Cache aggressively. Product specs don't change often. Cache API responses for 24 hours and only re-check prices and availability frequently. Historical price data is permanent — never re-fetch it.
SKU is king. Best Buy SKUs are stable identifiers that persist across product page redesigns. Use them as primary keys in your database, never URLs or product names.
Watch for open-box pricing. Best Buy has open-box deals that appear on product pages but aren't in the standard API response. That data requires scraping the product page HTML.
Rate limiting is generous on the API. The 50K/day limit resets at midnight Pacific. If you need more, rotate between multiple API keys (each requires a separate developer account but there's no cost).
Review scraping needs residential proxies. Akamai's detection becomes aggressive after 30+ requests from a datacenter IP. ThorData's residential proxy network handles the IP reputation aspect — make sure to also use curl_cffi for proper TLS fingerprint impersonation.
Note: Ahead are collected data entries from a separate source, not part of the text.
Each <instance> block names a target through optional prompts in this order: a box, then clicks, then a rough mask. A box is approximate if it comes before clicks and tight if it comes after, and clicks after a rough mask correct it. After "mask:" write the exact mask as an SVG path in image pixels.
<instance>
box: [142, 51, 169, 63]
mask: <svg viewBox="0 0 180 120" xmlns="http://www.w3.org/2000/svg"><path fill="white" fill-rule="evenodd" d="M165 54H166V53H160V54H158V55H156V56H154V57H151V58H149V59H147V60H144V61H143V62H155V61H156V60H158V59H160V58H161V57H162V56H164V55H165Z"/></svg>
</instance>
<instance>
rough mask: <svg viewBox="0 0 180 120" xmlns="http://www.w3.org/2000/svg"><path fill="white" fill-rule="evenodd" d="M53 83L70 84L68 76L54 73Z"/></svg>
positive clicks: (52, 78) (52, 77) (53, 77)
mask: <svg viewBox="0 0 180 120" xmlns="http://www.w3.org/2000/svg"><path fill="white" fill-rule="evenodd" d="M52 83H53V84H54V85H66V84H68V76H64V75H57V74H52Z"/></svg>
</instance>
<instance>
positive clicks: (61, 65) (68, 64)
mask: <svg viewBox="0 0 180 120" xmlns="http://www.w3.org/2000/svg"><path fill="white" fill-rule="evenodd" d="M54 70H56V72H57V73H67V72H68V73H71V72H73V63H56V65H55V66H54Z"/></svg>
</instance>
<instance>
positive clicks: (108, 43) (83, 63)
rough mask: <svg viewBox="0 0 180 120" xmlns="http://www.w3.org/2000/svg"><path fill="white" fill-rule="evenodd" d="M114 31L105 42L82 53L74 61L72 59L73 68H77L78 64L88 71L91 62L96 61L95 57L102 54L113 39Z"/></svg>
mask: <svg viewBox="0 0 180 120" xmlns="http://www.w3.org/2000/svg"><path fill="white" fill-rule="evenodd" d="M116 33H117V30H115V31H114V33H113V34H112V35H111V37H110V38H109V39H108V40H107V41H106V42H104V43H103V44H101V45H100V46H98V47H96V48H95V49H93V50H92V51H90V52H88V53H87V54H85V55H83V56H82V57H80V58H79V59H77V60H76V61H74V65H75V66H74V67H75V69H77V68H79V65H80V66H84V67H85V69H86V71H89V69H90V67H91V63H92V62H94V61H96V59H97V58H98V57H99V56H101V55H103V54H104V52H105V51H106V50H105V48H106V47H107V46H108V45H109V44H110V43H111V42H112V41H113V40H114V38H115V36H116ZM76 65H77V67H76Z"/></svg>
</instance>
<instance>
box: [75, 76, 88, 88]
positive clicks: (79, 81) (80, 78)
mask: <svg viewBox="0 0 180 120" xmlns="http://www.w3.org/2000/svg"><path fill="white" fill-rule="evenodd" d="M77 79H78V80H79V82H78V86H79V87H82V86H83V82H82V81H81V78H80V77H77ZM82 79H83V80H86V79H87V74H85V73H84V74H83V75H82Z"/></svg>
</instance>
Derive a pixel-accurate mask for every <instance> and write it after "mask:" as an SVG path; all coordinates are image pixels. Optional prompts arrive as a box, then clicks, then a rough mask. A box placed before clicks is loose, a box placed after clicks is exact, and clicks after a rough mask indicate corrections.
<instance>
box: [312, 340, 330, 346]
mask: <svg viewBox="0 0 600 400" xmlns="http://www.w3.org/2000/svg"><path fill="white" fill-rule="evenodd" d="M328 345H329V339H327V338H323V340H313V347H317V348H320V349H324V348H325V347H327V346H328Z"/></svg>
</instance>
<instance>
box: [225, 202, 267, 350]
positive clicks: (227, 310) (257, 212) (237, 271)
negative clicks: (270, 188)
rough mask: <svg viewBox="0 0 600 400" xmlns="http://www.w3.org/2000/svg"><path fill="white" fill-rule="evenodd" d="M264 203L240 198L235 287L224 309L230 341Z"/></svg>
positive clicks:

Best Buy data is valuable for electronics price comparison engines, product recommendation systems, review sentiment analysis, competitive intelligence for electronics manufacturers, and consumer research applications. The combination of their official API and targeted web scraping gives you one of the most comprehensive electronics product datasets available.